La rabbuiava la luce: ne avvertiva il calore invadente e se ne ritraeva atterrita. Conteneva, il chiarore, una forza squassante, un imperativo ad esistere tra le cose che aveva smarrito da piccola osservando per ore le punte degli alberi ondeggiare ai venti del meriggio o le zampe delle formiche incollate al suolo reso rovente dai fuochi di sterpi che inzeppavano l’aria di fritture mortali.

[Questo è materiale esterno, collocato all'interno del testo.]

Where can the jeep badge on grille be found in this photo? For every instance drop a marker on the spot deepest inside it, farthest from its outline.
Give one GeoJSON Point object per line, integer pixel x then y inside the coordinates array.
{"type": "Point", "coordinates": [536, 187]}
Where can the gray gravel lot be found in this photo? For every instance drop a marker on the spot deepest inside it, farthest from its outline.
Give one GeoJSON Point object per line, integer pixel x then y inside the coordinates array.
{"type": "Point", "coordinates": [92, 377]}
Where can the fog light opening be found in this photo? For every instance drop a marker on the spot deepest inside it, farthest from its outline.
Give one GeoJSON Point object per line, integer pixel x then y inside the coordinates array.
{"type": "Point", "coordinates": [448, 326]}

A casa se ne stava sdraiata sul letto, immobile, come si esercitasse a morire, come se addestrasse il suo corpo imbrigliato in quei panni lerci a quel momento finale di cui pure non avvertiva il senso di stacco, non intuiva varianti di ritmo.
Aveva sminuzzato per anni stoffe d’ogni tipo che le si erano poste davanti: asciugamani, tende, tovaglie, abiti anonimi e suoi, strofinacci, pezze da spolvero, centrini, ricami, teli da bagno, tutto era stato tagliuzzato con cura a formare listarelle minute e rigorosamente uguali per lunghezza e larghezza. In quel formulario geometrico rigoroso e preciso aveva ripetuto all’infinito quei gesti fino a lasciare sulle dita indelebili segni di uno sforbiciare senza sosta, come a spartire la sua vita in piccoli e minuti frammenti di provenienze diverse, da riordinare a partire da sfumature di colore sempre meno vivide, sempre più smorte, in una sequenza che sembrava privilegiare le tinte scure, il buio della stoffa, il buio della vita. Le riponeva su di un cassettone e le allineava con ossessiva meticolosità affinché nessuna fuoriuscisse da quelle pile perfette, architettura laboriosa di angosciante perfezione.
Sembrava trarre sollievo da quell’opera inesausta che le bruciava gli occhi fino a farli lacrimare, che le torceva le dita fino a farle sanguinare, che le stremava le membra fino a farla contorcere dai dolori alle ossa per il lungo rimanere seduta. In questo opificio dell’insensatezza si dileguavano taluni frastuoni sordi della mente, certe percussioni ostili che picchettavano e aggredivano la sua carcassa fragile e consunta. Il suo viso s’ingentiliva e ritrovava le amorevolezze infantili quando sui banchi di scuola attendeva con cura ai lavori effimeri, agli esercizi incompiuti della sua fantasia.
Astolfa schiacciata e risospinta ai giorni vuoti di sé, Astolfa, penitente e ignara, Astolfa caduca e possente nel suo vaniloquio col mondo.
Astolfa dimenticava il corpo. Lo depositava su un gradino, in piedi davanti ad un uscio semichiuso, ripiegato in avanti dinanzi ad una finestra, in un’ora ricca di pulviscoli che imbiancavano l’aria, carponi a seguire lungo un viottolo i saltelli di un grillo atterrito.
Lasciava quel corpo e se andava. Lo lasciava impietrito ad occupare una misura di spazio a lei ormai (e quando prima no) estranea, a rappresentare un pedaggio ormai obbligato da pagare alla sua vita spaccata e irricucibile.
Se ne andava per un tempo per lei non misurabile: gli occhi, le membra, le mani immobili per ore e ore avevano l’incombenza di dire che non c’era, che pure c’era stata, che forse sarebbe tornata.
Astolfa viaggio, esplorazione circumnavigata per rotazioni incomplete, periplo di stazioni cieche, Astolfa navigante errabonda, fissità del movimento, Astolfa perdita e rotrovamento, annegamento lieve, soffocato sparire, Astolfa stadio incompiuto, soggiacenza incredula.